Adding further support for the potential of more slowly absorbed/time-released garlic for treating cholesterol was a second independent study published in 2008 by Sobenin et al. in which 46 men with elevated lipids were treated for with a non-aged, time-released garlic product (Allicor, 600mg/day). At the end of the 12 weeks study, LDL cholesterol was significantly lower in the active treatment group compared to the placebo group by 11.5%, and the difference in LDL from the start of the trial to the end of the trial in the active group was 13.8%! One key difference in this trial was that HDL cholesterol also improved, increasing by 11.5%. Although this study still needs to be replicated, ideally in larger study groups, an 11.5% reduction in LDL cholesterol, especially alongside a 11.5% increase in HDL cholesterol, is a clinically significant treatment affect that deserves additional research.
Garlic for Blood Pressure Lowering?
During the same time research was evaluating garlic products for cholesterol lowering, additional research was being performed to study garlic for blood pressure lowering.
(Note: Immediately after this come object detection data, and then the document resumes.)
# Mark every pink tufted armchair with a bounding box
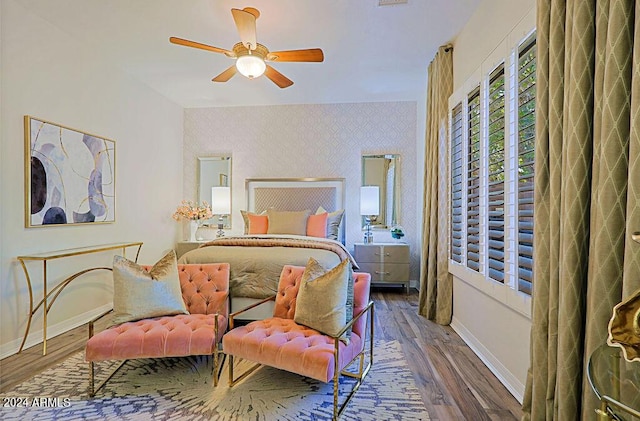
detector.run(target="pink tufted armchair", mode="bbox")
[85,263,229,396]
[222,265,373,419]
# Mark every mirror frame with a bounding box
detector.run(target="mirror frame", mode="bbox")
[360,153,401,230]
[196,155,233,229]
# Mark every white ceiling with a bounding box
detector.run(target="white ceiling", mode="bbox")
[18,0,481,108]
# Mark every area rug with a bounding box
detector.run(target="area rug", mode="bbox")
[0,341,429,421]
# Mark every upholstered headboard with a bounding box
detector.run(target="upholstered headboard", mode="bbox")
[245,178,345,241]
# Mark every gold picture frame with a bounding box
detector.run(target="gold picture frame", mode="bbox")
[24,115,116,228]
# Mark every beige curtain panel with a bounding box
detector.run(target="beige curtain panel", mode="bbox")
[418,46,453,325]
[523,0,640,421]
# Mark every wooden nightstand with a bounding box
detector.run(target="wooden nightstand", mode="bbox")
[354,243,410,293]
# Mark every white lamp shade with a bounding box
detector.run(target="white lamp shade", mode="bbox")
[236,54,267,79]
[211,187,231,215]
[360,186,380,215]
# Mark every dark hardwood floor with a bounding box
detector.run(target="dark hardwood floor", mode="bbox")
[0,288,522,421]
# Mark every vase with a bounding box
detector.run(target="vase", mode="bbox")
[189,220,198,241]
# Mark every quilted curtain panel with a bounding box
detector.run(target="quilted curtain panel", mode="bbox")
[523,0,640,421]
[418,46,453,325]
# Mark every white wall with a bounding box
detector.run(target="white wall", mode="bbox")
[184,101,426,280]
[0,0,183,357]
[451,0,535,401]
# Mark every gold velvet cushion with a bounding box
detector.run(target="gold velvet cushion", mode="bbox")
[267,209,311,235]
[293,258,353,341]
[316,206,344,240]
[113,250,189,324]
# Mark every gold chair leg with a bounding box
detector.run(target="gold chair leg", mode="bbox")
[229,354,262,387]
[89,360,128,398]
[333,300,374,421]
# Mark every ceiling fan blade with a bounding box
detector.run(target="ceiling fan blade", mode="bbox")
[211,64,236,82]
[169,37,236,57]
[266,48,324,62]
[264,64,293,88]
[231,7,260,50]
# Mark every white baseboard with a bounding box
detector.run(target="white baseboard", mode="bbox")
[451,317,525,404]
[0,303,113,359]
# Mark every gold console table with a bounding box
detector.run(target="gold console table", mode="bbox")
[17,242,142,355]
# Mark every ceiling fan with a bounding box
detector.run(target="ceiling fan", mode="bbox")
[169,7,324,88]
Reduction of oxidized LDL has the potential to reduce blood pressure by preventing reductions in a compound called nitric oxide, resulting in improved vessel expansion or dilation. The potential role of garlic for blood pressure lowering was supported by a recent meta-analysis of ten clinical trials by Reinhart et al. in which results from studies of various garlic preparations on blood pressure were combined and analyzed together . This formal meta-analysis found that garlic appears to significantly lower blood pressure in patients with hypertension by approximately 16 mmHg systolic (the top number) and 9 mmHg diastolic (the bottom number).
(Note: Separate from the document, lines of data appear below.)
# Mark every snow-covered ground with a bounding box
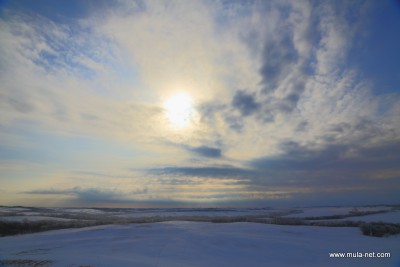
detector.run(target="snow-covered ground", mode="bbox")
[285,206,391,218]
[337,211,400,223]
[0,222,400,267]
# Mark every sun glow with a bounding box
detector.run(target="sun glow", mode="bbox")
[164,92,195,129]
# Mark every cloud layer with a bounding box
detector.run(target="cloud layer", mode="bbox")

Since this meta-analysis, one additional clinical trial evaluating garlic for blood pressure lowering has been published. In 2009, Sobenin et al. compared time-released garlic (600 mg/day) to placebo, and simultaneously compared aged garlic (Kwai 900 mg/day) to time-released garlic (Allicor, 2400 mg/day) in 84 patients following 8 weeks of treatment.  The results of their clinical trial demonstrated Allicor resulted in a 7 mmHg reduction in both systolic and diastolic blood pressures, while Kwai resulted in the same reduction in systolic, but not diastolic, suggesting the slower release of the Allicor maybe critical for optimal effects. Also notable, the increased dose of Allicor used in the study (2400 mg/day) had no additional effect beyond the lower dose (600 mg/day).
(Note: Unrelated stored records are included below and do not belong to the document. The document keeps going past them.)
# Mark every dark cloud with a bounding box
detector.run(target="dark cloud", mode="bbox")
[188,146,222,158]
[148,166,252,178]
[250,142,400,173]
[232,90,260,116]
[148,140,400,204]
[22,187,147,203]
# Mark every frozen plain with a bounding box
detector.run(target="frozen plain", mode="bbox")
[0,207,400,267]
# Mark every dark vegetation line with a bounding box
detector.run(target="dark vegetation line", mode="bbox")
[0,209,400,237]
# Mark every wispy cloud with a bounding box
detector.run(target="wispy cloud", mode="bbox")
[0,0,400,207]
Although no final determination can be made about the use of garlic or garlic supplements for the reduction of cardiovascular risk, mainly because definitive studies measuring differences in disease outcomes like heart attack rates and stroke rates have not been performed, there are several consistencies in the literature. Human translational evidence studying aged garlic has consistently demonstrated that aged garlic, and not other forms, improves the antioxidant capacity of LDL cholesterol in humans, increases vascular wall antioxidant reserves, and reduces measures of inflammation in immune cells relevant in heart disease.
Nearly as consistent is the evidence that most garlic products do not meaningfully reduce LDL cholesterol, whether aged or fresh, with two small exceptions; two small studies of enteric-coasted garlic and time-released garlic have demonstrated modest LDL lowering effects. However these studies need to be replicated in larger samples before definitive conclusions can be made. Also consistent is that both aged and time-released garlic products appear to reduce blood pressure in clinically meaningful ways, with the current state of the science suggesting that time-released garlic (Allicor) may be more effective in reducing both systolic and diastolic blood pressures. This blood pressure lowering effect may be due to the same mechanism of action, i.e. improvement in endothelial function secondary to reducing the oxidation of LDL cholesterol and subsequent improvements in vasodilation. All of the results apply to individual garlic products, and garlic supplements vary in their preparation, including the concentration of compounds like S-allycysteine.
One last discussion: how does this all relate to garlic in the diet? Although this question has not been definitively evaluated, I will offer a little conjecture based on common sense. Given that s-allycysteine begins to be formed after garlic is crushed, it is feasible that considerable amounts of this compound are ingested from the diet if garlic is consumed regularly. Similarly, although time-released garlic supplements have the most consistently positive results for LDL lowering and blood pressure lowering, the value of the time-released product is to increase absorption of the garlic, but also to extend the absorption of the active garlic compounds, so while a special product formulation can accomplish this result, so too would frequent consumption of garlic in the diet, i.e. although the maximum concentration may be lower, frequent dosing may at least result in similar average concentrations over a lifetime.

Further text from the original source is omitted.